Amar mengatakan itu usai rapat terbatas antara Komisi B DPRD Jatim dengan jajaran Dinas Perindustrian dan Perdagangan Jatim. Komisi B bersikap tegas setelah mengetahui fakta-fakta yang tidak sesuai antara anggaran dengan kondisi KPD.
“Misalnya KPD di Bali, menyewa ruko namun di bawahnya dijadikan warung kopi. Kemudian di Palembang kantor KPD tidak ada aktivitas dan mirip bengkel,” ujar anggota Fraksi PAN tersebut.
“Dan ternyata setiap tahun anggaran untuk mensupport KPD tersebut nilainya mencapai 3,35 Miliar Rupiah,” imbuh Amar.
Menurut keterangan Disperindag, dari 26 KPD yang dimiliki Pemprov Jatim, hanya tersisa 20 KPD yang katanya masih aktif. Enam KPD di Sumatera Barat, Aceh, Gorontalo, Bengkulu, Sulawesi Tengah, dan Riau sudah ditutup pada 2022 ini.
“Tapi laporan yang kami terima, mayoritas KPD tidak layak fungsi. Sehingga tidak perlu dianggarkan. Lebih baik semua KPD ditutup dan dialihkan transaksi secara online saja,” urai Amar.
Mantan Wakil Bupati Lamongan ini melihat adanya pemborosan anggaran. Karena tidak semua KPD ini beroperasi namun tetap saja mendapatkan anggaran setiap tahun. Menurut laporan Disperindag, 45 persen dari total belanja Rp 3,35 digunakan untuk sewa bangunan dan selebihnya untuk honor petugas.
“Tapi kantornya mayoritas hanya ruangan kosong tanpa aktivitas,” ujar legislator yang terpilih dari Dapil Jawa Timur XIII (Gresik – Lamongan) itu.
Amar mengusulkan anggaran KPD itu segera dialihkan untuk program bermanfaat lainnya. Misalnya untuk membantu sertifikasi halal produk UMKM Jatim.

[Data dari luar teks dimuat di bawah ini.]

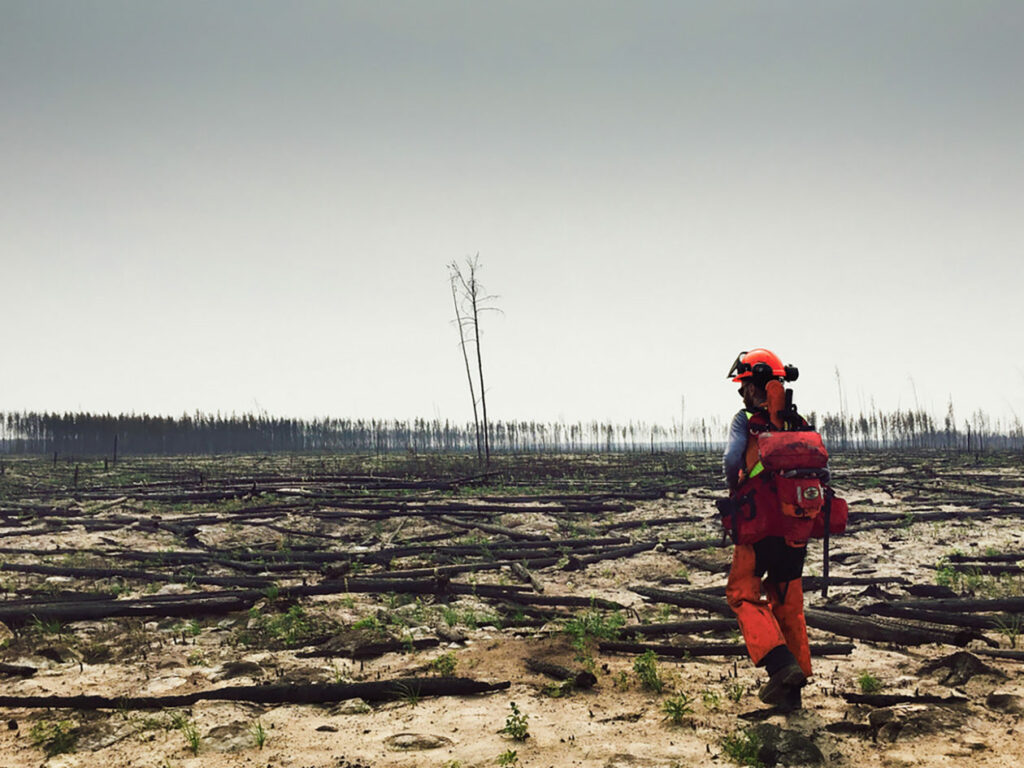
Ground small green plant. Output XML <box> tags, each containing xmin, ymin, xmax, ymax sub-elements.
<box><xmin>541</xmin><ymin>681</ymin><xmax>573</xmax><ymax>698</ymax></box>
<box><xmin>174</xmin><ymin>714</ymin><xmax>200</xmax><ymax>755</ymax></box>
<box><xmin>396</xmin><ymin>682</ymin><xmax>422</xmax><ymax>707</ymax></box>
<box><xmin>430</xmin><ymin>651</ymin><xmax>457</xmax><ymax>677</ymax></box>
<box><xmin>109</xmin><ymin>581</ymin><xmax>131</xmax><ymax>597</ymax></box>
<box><xmin>721</xmin><ymin>728</ymin><xmax>763</xmax><ymax>767</ymax></box>
<box><xmin>442</xmin><ymin>761</ymin><xmax>463</xmax><ymax>768</ymax></box>
<box><xmin>564</xmin><ymin>609</ymin><xmax>626</xmax><ymax>642</ymax></box>
<box><xmin>330</xmin><ymin>660</ymin><xmax>349</xmax><ymax>683</ymax></box>
<box><xmin>564</xmin><ymin>609</ymin><xmax>625</xmax><ymax>669</ymax></box>
<box><xmin>272</xmin><ymin>604</ymin><xmax>312</xmax><ymax>644</ymax></box>
<box><xmin>501</xmin><ymin>701</ymin><xmax>529</xmax><ymax>741</ymax></box>
<box><xmin>186</xmin><ymin>650</ymin><xmax>206</xmax><ymax>666</ymax></box>
<box><xmin>240</xmin><ymin>603</ymin><xmax>333</xmax><ymax>648</ymax></box>
<box><xmin>995</xmin><ymin>614</ymin><xmax>1023</xmax><ymax>648</ymax></box>
<box><xmin>458</xmin><ymin>609</ymin><xmax>502</xmax><ymax>630</ymax></box>
<box><xmin>251</xmin><ymin>719</ymin><xmax>267</xmax><ymax>749</ymax></box>
<box><xmin>857</xmin><ymin>671</ymin><xmax>882</xmax><ymax>693</ymax></box>
<box><xmin>662</xmin><ymin>693</ymin><xmax>694</xmax><ymax>724</ymax></box>
<box><xmin>961</xmin><ymin>566</ymin><xmax>985</xmax><ymax>593</ymax></box>
<box><xmin>497</xmin><ymin>748</ymin><xmax>519</xmax><ymax>767</ymax></box>
<box><xmin>702</xmin><ymin>689</ymin><xmax>721</xmax><ymax>710</ymax></box>
<box><xmin>633</xmin><ymin>650</ymin><xmax>663</xmax><ymax>693</ymax></box>
<box><xmin>29</xmin><ymin>719</ymin><xmax>77</xmax><ymax>756</ymax></box>
<box><xmin>352</xmin><ymin>615</ymin><xmax>383</xmax><ymax>632</ymax></box>
<box><xmin>29</xmin><ymin>616</ymin><xmax>66</xmax><ymax>636</ymax></box>
<box><xmin>725</xmin><ymin>682</ymin><xmax>746</xmax><ymax>703</ymax></box>
<box><xmin>935</xmin><ymin>562</ymin><xmax>958</xmax><ymax>589</ymax></box>
<box><xmin>613</xmin><ymin>669</ymin><xmax>630</xmax><ymax>690</ymax></box>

Karena untuk sertifikasi halal ini perlu biaya sekitar Rp3 juta setiap satu produk.
“Kalau Rp. 3 miliar lebih itu dipakai untuk membantu sertifikasi halal produk, bisa membantu 1.000 UMKM dan ini jelas lebih bermanfaat,” terangnya.

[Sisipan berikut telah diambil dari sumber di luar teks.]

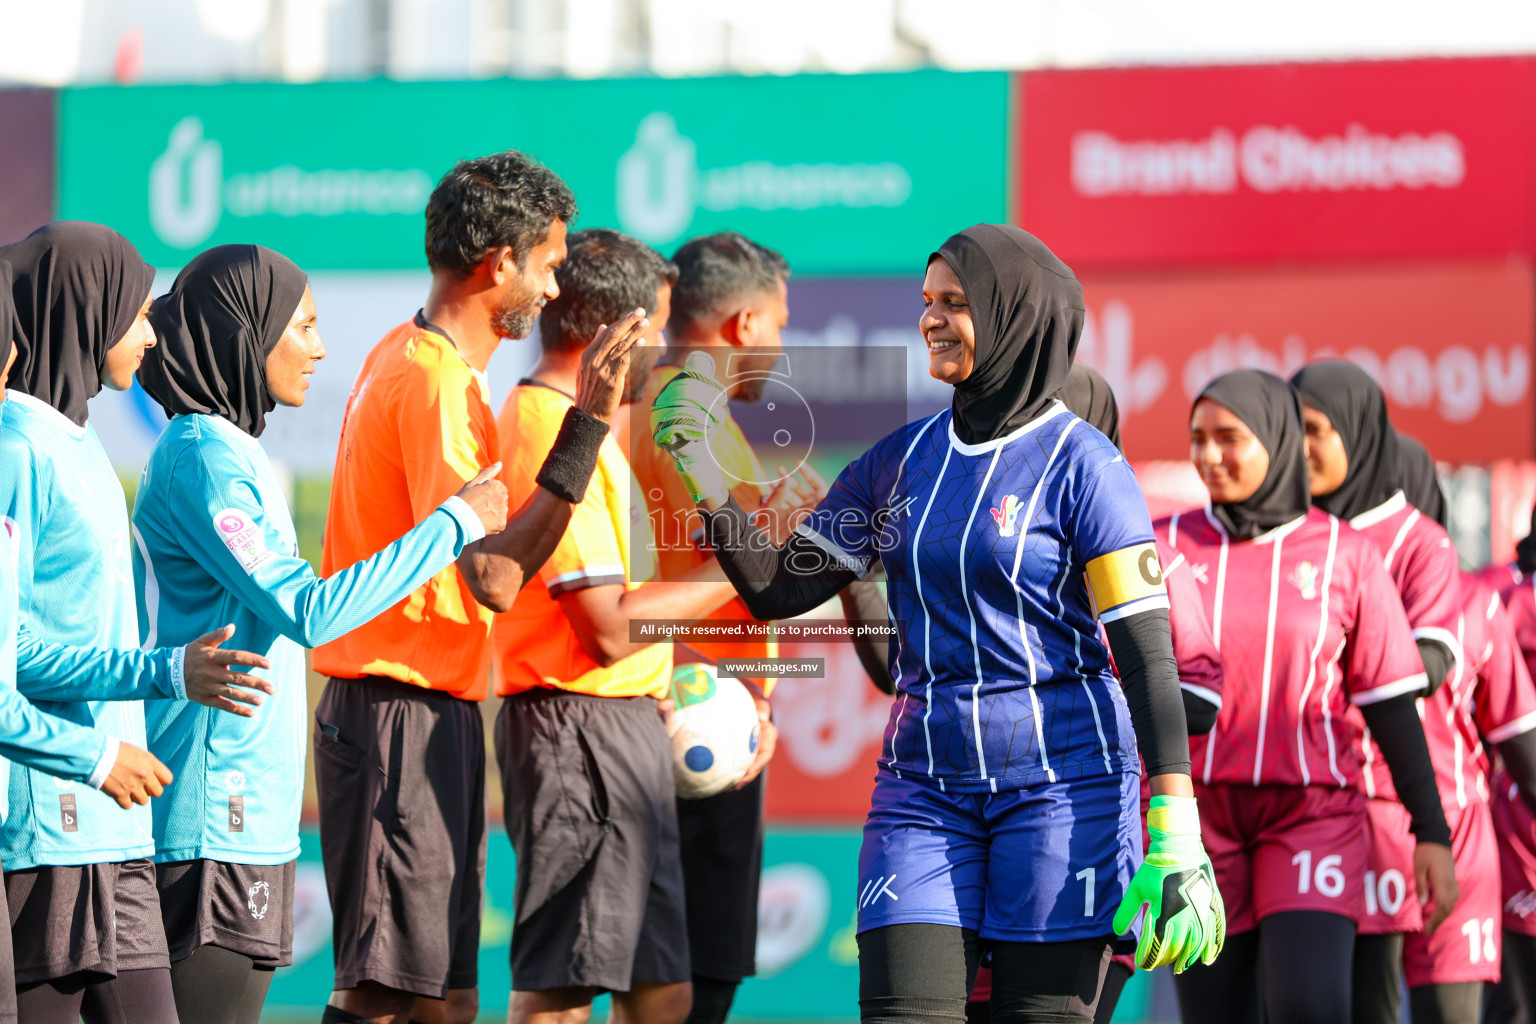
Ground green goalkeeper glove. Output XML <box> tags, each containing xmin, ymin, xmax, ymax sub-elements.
<box><xmin>650</xmin><ymin>356</ymin><xmax>728</xmax><ymax>504</ymax></box>
<box><xmin>1112</xmin><ymin>794</ymin><xmax>1226</xmax><ymax>973</ymax></box>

Selain Anggaran KPD, Komisi B juga menyoal kegiatan Misi Dagang yang dilakukan di luar provinsi. Amar menyebut Misi Dagang ini juga program pemborosan uang rakyat. Di 2022 ini kegiatan Misi Dagang dianggarkan Rp. 6,7 miliar dan hingga September sudah terserap Rp. 4 miliar lebih.
“Misi dagang juga tidak efektif, karena hanya kegiatan seremonial yang menghabiskan anggaran. setelah kami cek ternyata transaksi-transaksi di Misi Dagang itu hanya catatan di atas kertas saja, tapi realisasinya jauh dari yang diberitakan,” ungkapnya.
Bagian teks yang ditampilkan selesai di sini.